Finland is constantly moving towards educational innovation, and there is a strong emphasis on skills-based learning. The following is a list of cross-curricular competencies taught across the board: thinking skills, cultural knowledge, everyday life skills, multi-literacy skills, information/communication/technology literacy, entrepreneurial skills, and participation skills, which incorporate active citizenship and building a sustainable future.
There are no mandated standardized tests in Finland, apart from one exam at the end of students’ senior year in high school. There are no rankings, no comparisons or competition between students, schools or regions.
Finland’s schools are publicly funded. The people in the government agencies running them, from national officials to local authorities, are educators, not business people, military leaders, or career politicians. Every school has the same national goals and draws from the same pool of university-trained educators. The result is that a Finnish child has a good shot at getting the same quality education no matter whether he or she lives in a rural village or a university town.
The differences between weakest and strongest students are the smallest in the world, according to the most recent survey by the Organization for Economic Co-operation and Development (OECD).
“Equality is the most important word in Finnish education. All political parties on the right and left agree on this,” said Olli Luukkainen, president of Finland’s powerful teacher’s union.
Teachers in Finland spend fewer hours at school each day and spend less time in classrooms and use the extra time to build curriculums and assess their students. Children spend far more time playing outside, even in the depths of winter. Homework is minimal. Compulsory schooling does not begin until age 7.

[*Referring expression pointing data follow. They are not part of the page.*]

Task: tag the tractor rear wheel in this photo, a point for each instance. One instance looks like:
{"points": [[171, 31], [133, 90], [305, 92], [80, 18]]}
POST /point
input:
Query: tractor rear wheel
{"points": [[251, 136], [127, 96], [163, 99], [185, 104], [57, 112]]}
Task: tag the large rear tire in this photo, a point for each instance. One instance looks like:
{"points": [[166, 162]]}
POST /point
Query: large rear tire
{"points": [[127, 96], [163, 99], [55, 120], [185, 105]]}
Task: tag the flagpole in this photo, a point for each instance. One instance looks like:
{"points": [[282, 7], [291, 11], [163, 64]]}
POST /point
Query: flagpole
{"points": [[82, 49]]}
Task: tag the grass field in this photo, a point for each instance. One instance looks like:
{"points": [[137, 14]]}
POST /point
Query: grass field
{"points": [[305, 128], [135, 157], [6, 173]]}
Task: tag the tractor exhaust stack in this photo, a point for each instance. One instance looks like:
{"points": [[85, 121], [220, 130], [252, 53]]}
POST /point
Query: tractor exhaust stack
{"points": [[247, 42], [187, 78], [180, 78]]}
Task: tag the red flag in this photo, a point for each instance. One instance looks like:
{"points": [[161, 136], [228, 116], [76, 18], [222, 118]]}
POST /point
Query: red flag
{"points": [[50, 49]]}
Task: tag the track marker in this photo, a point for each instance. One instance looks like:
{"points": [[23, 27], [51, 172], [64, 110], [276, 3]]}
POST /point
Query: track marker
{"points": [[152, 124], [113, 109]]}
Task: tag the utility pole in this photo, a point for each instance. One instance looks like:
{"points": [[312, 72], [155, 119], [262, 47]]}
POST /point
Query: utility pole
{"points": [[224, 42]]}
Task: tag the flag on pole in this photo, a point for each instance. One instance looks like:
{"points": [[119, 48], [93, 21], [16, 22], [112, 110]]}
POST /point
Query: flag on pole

The transformation of the Finns’ education system began some 40 years ago as the key propellent of the country’s economic recovery plan. Educators had little idea it was so successful until 2000, when the first results from the Program for International Student Assessment (PISA), a standardized test given to 15-year-olds in more than 40 global venues, revealed Finnish youth to be the best young readers in the world. Three years later, they led in math. By 2006, Finland was first out of 57 countries (and a few cities) in science. In the 2009 PISA scores released last year, the nation came in second in science, third in reading and sixth in math among nearly half a million students worldwide.